# SRAM Red 50-36T ?



## Broomwagon (Mar 12, 2002)

Can one get a Red crankset in a 50-36T? I'd like to go from a 53-39T to a compact crank when I build my next bike. But after considering my type of riding, I think a 50-36T might be better, however, I'm not sure if that is a combination that I can get in a Red group.


----------



## Cyclo-phile (Sep 22, 2005)

SRAM website shows 52/38, 52/36, and 50/34 combinations available. You'd have to swap at least one of the rings to get a 50/36.


----------



## asad137 (Jul 29, 2009)

Cyclo-phile said:


> SRAM website shows 52/38, 52/36, and 50/34 combinations available. You'd have to swap at least one of the rings to get a 50/36.


Except the 52/36 is likely a standard (130mm BCD) while the 50/34 is almost certainly a compact (110mm BCD). Rings won't swap between them.

EDIT: I'm an idiot! 

Asad


----------



## newmexrb1 (Aug 16, 2009)

I thought that 38T was the minimum available on 130mm--not trying to be argumentative, but if possible thats exactly what I would also do, vs changing out the crank.


----------



## asad137 (Jul 29, 2009)

You know, I just checked the SRAM website and all the combos that Cyclo-phile mentioned are indeed compact cranks. Looks like he did what I should have done before I posted 

Asad


----------



## Cyclo-phile (Sep 22, 2005)

38t is the minimum size for a 130mm 5-bolt pattern. The numbers I listed above are directly from the SRAM website. :idea:

RTFM, people!


----------



## magic (Dec 8, 2005)

I have a Red Compact on my bike. Swapped out the 34 inner for a 36 (FSA ring if if matters). I don't like the 50 to 34 drop, find it to step, going to 36 is a bit smoother. 

Not sure if its related, but I just managed to damage the stock big ring where it up shifts (those couple of teeth) and had some rear gear skipping issues and shifting problems too. I replaced the 50t front ring with a FSA ring and problem solved.


----------



## roadbike_moron (Sep 22, 2007)

magic said:


> I have a Red Compact on my bike. Swapped out the 34 inner for a 36 (FSA ring if if matters). I don't like the 50 to 34 drop, find it to step, going to 36 is a bit smoother.
> 
> Not sure if its related, but I just managed to damage the stock big ring where it up shifts (those couple of teeth) and had some rear gear skipping issues and shifting problems too. I replaced the 50t front ring with a FSA ring and problem solved.


Is this why Sram didn't offer a 50/36 combo on their website? My Red compact 50 ring says to use ONLY 34 teeth ring. I have a Sram 36 ring on order, but now I'm having reservation of using it after hearing your problem

What's odd is that the standard Red crank comes in 53/39, which is a 14 teeth jump, and the 50/36 is exactly the same jump. The flip side 2010 Force comes in 50/36. 
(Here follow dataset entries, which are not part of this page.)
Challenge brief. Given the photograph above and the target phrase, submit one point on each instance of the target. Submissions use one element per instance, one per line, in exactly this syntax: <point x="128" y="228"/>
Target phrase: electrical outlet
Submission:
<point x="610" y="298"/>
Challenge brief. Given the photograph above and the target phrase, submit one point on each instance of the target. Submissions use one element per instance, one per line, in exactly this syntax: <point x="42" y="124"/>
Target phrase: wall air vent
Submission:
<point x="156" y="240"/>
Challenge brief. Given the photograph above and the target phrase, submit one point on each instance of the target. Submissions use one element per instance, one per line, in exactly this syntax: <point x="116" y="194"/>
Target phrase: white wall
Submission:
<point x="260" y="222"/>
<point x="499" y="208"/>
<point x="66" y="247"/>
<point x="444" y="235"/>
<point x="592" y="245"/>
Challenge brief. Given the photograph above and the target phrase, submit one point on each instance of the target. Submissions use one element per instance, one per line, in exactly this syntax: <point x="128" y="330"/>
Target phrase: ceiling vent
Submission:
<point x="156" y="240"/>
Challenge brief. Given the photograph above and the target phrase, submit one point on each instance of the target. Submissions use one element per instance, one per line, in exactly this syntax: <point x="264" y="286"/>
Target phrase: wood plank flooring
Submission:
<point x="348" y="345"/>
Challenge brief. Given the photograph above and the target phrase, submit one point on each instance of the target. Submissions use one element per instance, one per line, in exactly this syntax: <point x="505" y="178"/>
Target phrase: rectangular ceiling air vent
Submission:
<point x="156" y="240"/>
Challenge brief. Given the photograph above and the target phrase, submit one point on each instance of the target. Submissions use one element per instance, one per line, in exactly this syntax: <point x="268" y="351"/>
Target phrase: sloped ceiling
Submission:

Can someone confirm whether I could use a 36 small ring on a Red compact?


----------



## cosmo333 (Oct 5, 2005)

SRAM does not offer a 50-36 Red, you would have to use the Force rings for this combo.

Modern chainrings are designed to work as a set, even though the BCD is the same it's not a mix and match plan. Where the pins and ramps are along with the position of the teeth relative to each other make things work. Shimano does "A" or "B" to designate this, SRAM does "use with". Although some people report making odd combos work most cases we see at the shop with the mixes have their owners ready for a bike throwing contest.


----------



## roadbike_moron (Sep 22, 2007)

cosmo333 said:


> SRAM does not offer a 50-36 Red, you would have to use the Force rings for this combo.
> 
> Modern chainrings are designed to work as a set, even though the BCD is the same it's not a mix and match plan. Where the pins and ramps are along with the position of the teeth relative to each other make things work. Shimano does "A" or "B" to designate this, SRAM does "use with". Although some people report making odd combos work most cases we see at the shop with the mixes have their owners ready for a bike throwing contest.


Cosom33, Thank you for your clarification!


----------



## DLEVETT (Jan 7, 2009)

*Red 50/36 combo*

Hey Guys,
I built up a Trek Madone last winter and initially went with a Red 53/39 combo.
I was dissappointed with my choice pretty quickly once I got out on the bike in the spring.
I then researched a Red 50/36 option and was suprised at that time to find out that they didn,t offer a 36 tooth inner chain ring. It would appear that they now offer such a combination.
I ended up selling my Red crank and getting an Easton EC90 carbon crank with TA 50/36 chain rings. I have not experienced any difficulty with my shifting what so ever, everything has run very smoothly right from the get go.
I must say that I couldn,t be happier with my choice, the availble gearing ratios suit my riding style very well.

Dave


----------